“Si supierais cuánto amo a mis discípulos y cuán dispuesto estoy a desvelarles todos los tesoros de la gracia, estaríais siempre despiertos, atentos a escuchar la voz de vuestro corazón para encontraros conmigo” (Palabra interior).
Una vez que nuestro corazón haya sido herido por el amor del Señor, percibirá cuán inmenso es este amor y anhelará recibir todo aquello que sea muestra de este amor. ¿Qué más podría buscar fuera de él?
En efecto, se trata de ese amor por el cual se es capaz de dejar todo atrás (cf. Mt 13,44-46). El alma nota cada vez más el deseo del Padre de confiarnos lo más íntimo de su ser.

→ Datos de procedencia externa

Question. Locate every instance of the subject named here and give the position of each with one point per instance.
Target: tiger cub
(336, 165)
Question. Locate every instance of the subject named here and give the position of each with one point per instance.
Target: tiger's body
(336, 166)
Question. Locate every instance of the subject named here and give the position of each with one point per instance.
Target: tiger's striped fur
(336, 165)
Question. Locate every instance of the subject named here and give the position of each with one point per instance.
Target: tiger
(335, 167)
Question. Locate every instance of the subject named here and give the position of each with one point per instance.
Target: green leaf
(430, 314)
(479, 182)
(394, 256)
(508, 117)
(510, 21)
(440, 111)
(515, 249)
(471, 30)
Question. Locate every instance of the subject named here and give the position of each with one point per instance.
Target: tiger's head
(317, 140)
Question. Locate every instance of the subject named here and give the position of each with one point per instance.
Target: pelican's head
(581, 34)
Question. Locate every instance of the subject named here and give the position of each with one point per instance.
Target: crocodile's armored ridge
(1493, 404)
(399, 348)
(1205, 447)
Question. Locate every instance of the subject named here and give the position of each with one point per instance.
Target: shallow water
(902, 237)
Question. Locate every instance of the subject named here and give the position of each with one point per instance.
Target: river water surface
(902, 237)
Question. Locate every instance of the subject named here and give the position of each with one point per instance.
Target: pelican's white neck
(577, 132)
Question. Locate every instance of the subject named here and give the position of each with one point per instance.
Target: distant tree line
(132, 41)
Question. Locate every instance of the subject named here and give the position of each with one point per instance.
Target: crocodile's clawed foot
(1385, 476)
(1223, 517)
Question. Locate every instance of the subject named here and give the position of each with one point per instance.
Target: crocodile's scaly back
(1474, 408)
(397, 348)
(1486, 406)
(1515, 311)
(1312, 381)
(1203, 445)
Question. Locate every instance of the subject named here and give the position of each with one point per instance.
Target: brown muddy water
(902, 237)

Pero, ¿qué debemos hacer para reconocer mejor cuánto nos ama el Señor y para que despierte cada vez más en nosotros el deseo de corresponderle con amor esponsal?
- Meditemos los dones del Señor.
- Dialoguemos íntimamente con Él.
- Confiémosle todo, incluidas las sombras de nuestra alma.

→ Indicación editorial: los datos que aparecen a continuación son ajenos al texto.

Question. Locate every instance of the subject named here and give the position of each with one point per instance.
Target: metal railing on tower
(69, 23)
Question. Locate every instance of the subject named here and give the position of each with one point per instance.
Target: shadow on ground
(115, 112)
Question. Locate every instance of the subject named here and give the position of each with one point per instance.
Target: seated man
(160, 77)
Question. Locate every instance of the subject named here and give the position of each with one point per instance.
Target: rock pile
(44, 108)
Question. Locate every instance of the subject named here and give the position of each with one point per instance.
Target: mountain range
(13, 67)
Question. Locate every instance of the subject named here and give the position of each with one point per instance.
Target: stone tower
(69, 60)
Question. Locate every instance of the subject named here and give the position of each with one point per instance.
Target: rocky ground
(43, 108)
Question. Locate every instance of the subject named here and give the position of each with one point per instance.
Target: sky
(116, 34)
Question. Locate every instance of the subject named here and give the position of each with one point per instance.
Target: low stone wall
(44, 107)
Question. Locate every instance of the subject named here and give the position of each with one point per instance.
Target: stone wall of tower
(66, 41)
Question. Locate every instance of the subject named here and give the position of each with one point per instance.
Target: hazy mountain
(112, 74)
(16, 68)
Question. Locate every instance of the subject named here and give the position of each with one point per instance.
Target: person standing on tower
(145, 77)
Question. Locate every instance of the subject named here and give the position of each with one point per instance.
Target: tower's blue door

- Recibamos la Santa Comunión, el sacramento de su amor.
- Luchemos por la santidad.
- Prestemos oído a la voz del Espíritu Santo.
- Acudamos al Santísimo Sacramento del Altar, para dejarnos bendecir por la presencia eucarística del Señor.
Pero, sobre todo, pidámosle a Él que ahuyente nuestra indiferencia y embotamiento, pues su amor está siempre ahí, queriendo entregársenos. Somos nosotros los que aún no lo acogemos a profundidad, los que no lo reconocemos bien, los que no percibimos y tan fácilmente desoímos las numerosas invitaciones del Señor.
Si tan sólo supierais… Nos queda simplemente presentarnos ante nuestro Padre y decirle: “Venimos a ti con nuestros ojos cerrados y nuestros oídos tapados. Tú hiciste ver a los ciegos y oír a los sordos, y transformaste los corazones de piedra en corazones de carne. Obra en nosotros todos estos prodigios, para que sepamos cuánto amas a tus discípulos y podamos corresponder a tu amor.”